O governo australiano confirmou que concedeu vistos humanitários temporários, permitindo que as jogadoras permaneçam no país em segurança enquanto o pedido de proteção internacional é analisado.
Segundo autoridades locais, as atletas foram levadas para um local seguro e estão sob proteção policial após a repercussão internacional do caso.
A decisão das jogadoras ocorreu após um episódio que gerou tensão durante o torneio. Antes de uma partida contra a Coreia do Sul, integrantes da seleção iraniana se recusaram a cantar o hino nacional, gesto interpretado como protesto político contra o regime do país.
Depois do episódio, veículos ligados ao governo iraniano passaram a tratar as atletas como “traidoras em tempo de guerra”, o que levantou temores de punições severas caso elas retornassem ao país.
Organizações e especialistas em direitos humanos alertaram que as jogadoras poderiam enfrentar detenção, punições ou perseguição ao voltar para o Irã.
Entre as atletas que solicitaram proteção estão nomes conhecidos do futebol feminino iraniano, incluindo a capitã Zahra Ghanbari, além de Fatemeh Pasandideh, Zahra Sarbali, Atefeh Ramezanizadeh e Mona Hamoudi.

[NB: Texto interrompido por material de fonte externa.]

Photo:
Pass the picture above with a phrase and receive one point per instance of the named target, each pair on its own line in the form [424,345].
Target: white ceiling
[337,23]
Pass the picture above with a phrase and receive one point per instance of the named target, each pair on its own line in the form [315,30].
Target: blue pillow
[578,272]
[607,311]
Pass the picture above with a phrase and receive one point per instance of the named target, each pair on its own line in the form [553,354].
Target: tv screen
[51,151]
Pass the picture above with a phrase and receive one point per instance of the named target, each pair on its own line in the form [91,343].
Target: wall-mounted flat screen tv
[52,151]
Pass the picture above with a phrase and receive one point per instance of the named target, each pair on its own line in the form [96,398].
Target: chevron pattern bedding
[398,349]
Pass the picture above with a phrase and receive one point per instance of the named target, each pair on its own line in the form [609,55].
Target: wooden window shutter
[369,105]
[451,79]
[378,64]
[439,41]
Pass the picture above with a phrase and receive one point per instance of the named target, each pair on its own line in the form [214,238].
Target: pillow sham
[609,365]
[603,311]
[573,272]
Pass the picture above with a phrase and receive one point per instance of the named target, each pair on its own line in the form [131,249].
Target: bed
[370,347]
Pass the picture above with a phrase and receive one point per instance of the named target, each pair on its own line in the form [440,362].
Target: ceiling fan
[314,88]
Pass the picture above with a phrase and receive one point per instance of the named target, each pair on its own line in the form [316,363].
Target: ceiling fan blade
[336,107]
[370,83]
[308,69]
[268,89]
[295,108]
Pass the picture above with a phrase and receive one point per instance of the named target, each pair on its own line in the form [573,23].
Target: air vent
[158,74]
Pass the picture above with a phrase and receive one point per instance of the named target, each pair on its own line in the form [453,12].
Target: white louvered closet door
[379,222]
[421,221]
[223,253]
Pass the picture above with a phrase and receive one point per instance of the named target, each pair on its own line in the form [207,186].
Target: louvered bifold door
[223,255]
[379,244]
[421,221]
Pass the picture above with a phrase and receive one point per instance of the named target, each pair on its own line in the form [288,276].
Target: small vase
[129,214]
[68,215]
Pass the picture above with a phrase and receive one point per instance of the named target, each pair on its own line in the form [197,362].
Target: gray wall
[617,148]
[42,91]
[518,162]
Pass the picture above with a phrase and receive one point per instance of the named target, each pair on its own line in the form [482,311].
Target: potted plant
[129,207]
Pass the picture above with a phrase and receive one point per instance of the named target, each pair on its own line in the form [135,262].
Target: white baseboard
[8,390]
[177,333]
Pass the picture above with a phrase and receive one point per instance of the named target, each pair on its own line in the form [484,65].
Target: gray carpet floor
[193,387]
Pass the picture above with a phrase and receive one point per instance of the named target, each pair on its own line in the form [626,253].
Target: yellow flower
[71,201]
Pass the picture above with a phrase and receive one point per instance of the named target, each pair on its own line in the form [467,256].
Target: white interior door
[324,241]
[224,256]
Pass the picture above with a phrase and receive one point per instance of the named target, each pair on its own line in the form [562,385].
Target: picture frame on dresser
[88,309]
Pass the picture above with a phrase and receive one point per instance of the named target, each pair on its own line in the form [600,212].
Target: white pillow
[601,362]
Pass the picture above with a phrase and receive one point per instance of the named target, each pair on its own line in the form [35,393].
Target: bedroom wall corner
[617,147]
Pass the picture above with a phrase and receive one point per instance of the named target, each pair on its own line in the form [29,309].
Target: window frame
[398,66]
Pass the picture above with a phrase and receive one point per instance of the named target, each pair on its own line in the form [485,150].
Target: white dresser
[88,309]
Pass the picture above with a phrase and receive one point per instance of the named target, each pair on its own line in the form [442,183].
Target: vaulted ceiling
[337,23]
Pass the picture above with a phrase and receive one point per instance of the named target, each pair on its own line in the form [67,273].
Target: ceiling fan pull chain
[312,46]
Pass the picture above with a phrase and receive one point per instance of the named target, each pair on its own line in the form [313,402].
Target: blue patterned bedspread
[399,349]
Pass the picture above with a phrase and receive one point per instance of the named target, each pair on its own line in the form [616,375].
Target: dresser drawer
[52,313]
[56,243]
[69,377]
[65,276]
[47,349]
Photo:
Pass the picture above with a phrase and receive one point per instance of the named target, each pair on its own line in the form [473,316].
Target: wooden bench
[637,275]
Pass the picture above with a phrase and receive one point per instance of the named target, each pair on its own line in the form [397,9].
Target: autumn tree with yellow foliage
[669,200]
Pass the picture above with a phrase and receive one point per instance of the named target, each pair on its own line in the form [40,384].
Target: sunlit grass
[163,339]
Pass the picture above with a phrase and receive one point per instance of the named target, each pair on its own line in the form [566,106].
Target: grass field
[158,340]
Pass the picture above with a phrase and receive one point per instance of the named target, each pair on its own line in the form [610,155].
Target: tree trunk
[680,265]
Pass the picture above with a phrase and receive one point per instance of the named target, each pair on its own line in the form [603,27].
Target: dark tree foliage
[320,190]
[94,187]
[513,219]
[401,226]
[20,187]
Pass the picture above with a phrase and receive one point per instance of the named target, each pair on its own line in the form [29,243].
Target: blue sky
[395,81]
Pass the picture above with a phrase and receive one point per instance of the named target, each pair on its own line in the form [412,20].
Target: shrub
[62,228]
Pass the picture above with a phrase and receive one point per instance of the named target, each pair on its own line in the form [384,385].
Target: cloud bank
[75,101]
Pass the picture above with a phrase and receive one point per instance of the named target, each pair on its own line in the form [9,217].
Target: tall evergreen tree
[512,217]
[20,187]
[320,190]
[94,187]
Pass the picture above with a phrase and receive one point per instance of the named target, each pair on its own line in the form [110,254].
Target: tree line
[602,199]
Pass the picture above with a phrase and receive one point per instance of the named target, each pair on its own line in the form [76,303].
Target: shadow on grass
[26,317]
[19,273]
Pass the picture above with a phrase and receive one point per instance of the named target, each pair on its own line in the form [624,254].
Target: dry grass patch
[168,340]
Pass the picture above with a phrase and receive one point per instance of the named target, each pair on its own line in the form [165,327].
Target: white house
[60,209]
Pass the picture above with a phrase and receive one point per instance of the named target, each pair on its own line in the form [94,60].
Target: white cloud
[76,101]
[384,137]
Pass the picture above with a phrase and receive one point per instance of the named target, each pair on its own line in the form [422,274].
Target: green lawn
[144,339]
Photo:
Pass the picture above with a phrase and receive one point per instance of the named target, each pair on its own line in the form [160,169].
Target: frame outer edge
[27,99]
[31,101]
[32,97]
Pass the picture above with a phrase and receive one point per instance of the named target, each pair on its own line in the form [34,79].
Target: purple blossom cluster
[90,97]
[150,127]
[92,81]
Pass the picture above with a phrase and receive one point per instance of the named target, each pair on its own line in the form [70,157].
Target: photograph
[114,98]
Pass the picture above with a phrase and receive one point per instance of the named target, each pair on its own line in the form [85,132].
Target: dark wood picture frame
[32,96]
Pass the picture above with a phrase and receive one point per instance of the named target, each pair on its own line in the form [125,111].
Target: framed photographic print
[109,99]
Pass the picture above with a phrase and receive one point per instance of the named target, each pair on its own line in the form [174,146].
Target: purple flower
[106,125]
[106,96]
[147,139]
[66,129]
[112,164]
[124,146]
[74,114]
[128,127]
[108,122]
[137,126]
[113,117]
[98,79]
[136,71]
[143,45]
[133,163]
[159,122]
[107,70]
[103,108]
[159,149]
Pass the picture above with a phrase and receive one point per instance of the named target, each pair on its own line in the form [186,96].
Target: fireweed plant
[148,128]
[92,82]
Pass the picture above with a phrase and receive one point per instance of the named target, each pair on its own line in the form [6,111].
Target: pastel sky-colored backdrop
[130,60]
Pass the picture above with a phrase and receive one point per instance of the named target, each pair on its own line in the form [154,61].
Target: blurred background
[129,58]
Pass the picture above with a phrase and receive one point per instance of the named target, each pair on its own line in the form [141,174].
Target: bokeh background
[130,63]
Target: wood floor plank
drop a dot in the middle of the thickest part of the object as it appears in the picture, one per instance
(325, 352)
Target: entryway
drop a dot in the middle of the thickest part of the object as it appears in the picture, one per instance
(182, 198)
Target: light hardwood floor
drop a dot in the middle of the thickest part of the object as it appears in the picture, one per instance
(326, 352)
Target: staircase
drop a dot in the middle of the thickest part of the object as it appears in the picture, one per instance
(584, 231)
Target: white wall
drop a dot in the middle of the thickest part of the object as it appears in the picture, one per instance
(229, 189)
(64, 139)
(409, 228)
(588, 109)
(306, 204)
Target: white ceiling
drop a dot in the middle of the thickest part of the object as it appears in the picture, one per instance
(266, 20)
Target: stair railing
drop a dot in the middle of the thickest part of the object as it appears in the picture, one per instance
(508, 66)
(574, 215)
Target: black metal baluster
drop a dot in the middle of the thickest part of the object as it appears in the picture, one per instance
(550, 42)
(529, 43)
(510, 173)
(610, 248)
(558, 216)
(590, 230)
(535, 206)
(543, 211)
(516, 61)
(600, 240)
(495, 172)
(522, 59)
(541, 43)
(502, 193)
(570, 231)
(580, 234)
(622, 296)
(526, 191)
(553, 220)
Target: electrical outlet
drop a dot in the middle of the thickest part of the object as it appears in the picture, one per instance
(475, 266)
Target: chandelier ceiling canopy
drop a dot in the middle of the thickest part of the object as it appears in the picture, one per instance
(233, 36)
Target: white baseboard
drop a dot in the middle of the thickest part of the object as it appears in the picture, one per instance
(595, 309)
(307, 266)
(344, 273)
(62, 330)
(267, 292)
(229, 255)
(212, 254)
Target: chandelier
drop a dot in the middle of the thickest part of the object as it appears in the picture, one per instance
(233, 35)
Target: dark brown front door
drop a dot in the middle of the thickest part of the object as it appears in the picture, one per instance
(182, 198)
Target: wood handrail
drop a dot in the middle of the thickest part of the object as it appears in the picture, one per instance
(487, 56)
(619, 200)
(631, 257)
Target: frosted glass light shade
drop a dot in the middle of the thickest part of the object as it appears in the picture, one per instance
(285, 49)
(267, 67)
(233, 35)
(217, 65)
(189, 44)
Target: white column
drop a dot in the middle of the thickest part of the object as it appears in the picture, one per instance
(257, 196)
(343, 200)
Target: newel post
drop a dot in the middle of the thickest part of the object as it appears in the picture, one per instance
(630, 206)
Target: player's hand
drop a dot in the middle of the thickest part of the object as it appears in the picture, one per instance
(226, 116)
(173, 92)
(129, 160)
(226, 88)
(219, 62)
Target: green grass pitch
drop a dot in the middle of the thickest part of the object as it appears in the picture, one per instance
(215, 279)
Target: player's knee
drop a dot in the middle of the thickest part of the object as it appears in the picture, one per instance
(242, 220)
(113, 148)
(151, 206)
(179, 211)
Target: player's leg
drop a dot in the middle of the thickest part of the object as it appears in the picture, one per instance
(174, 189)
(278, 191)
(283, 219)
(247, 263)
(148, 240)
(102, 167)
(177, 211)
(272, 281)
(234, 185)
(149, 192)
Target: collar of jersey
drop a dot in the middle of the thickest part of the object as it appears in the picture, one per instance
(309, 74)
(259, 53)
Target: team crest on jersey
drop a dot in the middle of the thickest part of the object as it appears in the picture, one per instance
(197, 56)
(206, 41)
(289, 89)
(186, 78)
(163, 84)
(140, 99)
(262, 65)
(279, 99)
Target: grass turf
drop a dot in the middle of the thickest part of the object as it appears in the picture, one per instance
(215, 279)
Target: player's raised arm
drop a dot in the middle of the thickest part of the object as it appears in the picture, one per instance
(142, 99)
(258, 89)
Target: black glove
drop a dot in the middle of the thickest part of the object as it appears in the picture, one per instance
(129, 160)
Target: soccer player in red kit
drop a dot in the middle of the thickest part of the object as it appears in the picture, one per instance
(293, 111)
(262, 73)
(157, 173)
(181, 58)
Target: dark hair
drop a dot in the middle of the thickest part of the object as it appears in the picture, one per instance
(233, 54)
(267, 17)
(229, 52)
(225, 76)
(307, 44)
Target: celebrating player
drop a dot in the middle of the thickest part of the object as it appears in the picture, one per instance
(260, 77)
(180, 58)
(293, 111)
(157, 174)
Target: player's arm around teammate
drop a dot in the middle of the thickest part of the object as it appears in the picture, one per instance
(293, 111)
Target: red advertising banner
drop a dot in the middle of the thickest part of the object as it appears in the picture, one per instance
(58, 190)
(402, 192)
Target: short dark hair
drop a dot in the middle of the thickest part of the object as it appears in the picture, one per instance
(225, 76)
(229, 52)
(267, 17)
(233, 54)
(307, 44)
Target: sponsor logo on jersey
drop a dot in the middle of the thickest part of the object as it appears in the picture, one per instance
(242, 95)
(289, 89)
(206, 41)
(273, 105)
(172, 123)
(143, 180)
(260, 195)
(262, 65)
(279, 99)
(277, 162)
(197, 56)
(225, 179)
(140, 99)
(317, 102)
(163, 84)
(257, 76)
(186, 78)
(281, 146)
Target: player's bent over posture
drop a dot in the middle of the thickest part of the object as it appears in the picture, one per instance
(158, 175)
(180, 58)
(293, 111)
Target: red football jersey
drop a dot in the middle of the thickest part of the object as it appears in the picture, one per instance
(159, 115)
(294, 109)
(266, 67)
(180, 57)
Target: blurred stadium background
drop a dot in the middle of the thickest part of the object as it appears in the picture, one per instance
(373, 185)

Muitas delas atuam pelo Bam Khatoon, um dos principais clubes do futebol feminino do Irã.
Relatos indicam que parte das jogadoras decidiu permanecer na Austrália por medo de perseguição política, enquanto outras atletas da delegação consideram retornar ao país devido à preocupação com possíveis represálias contra familiares que permanecem no Irã.
A situação ganhou repercussão global e mobilizou autoridades e entidades esportivas. O governo australiano declarou que as atletas “estão seguras no país” e que outras integrantes da seleção também poderão solicitar proteção se desejarem.
O episódio também reacendeu o debate internacional sobre a situação de atletas e mulheres no Irã, além da pressão sobre organizações esportivas para garantir proteção a jogadores que enfrentam riscos políticos ou sociais em seus países de origem.